Après avoir considéré tout cela, j’ai aussi réalisé que vu mon rythme de vie, si je commençais à travailler à temps plein (ou même à temps partiel d’alleurs), c’était fini le blog, fini mes projets d’écriture (et je ne vous ai même pas parlé de mon projet de roman et de pièce de théâtre !). J’ai donc pris la décision d'assumer pleinement mes fonctions actuelles : Auteure, blogueuse, pigiste, formatrice/intervenante et d’abandonner mes démarches de recherche d’emploi d’éducatrice.

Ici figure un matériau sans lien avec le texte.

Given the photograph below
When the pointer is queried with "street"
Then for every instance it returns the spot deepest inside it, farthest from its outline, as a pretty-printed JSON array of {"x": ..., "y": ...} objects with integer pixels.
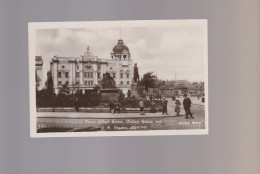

Et puis j’ai décidé de m’épanouir professionnellement…
Voilà, voilà, je suis vraiment très heureuse d’avoir fait ce choix. La perspective de travailler en institution, courir sans cesse, passer ma vie dans ma voiture ou les transports, ne voir mes enfants que trop peu de temps me rendait assez morose ces derniers temps et j’ai le sentiment qu’il me fallait transformer les choses pour me situer dans une dynamique créative et positive.
Nous passons pour la plupart plus de temps au travail qu’à la maison, donc personnellement, j’ai besoin de m’y épanouir. Aujourd’hui, la manière dont je m'organise est assez satisfaisante : je choisis mon rythme de travail (qui prend en compte le rythme de mes enfants ; c’est-à-dire que parfois je travaille 3h par jour, et d’autres fois, je bosse 10h d’affilée), je décide sur quoi et pour quoi je travaille, je peux travailler en pyjama (et me prendre pour Beyoncé entre deux tâches de travail, toi-même tu sais), je rencontre pleins de gens chouettes, je suis sans cesse en découverte, je nourris mon besoin de stimulation intellectuelle, je crée et puis…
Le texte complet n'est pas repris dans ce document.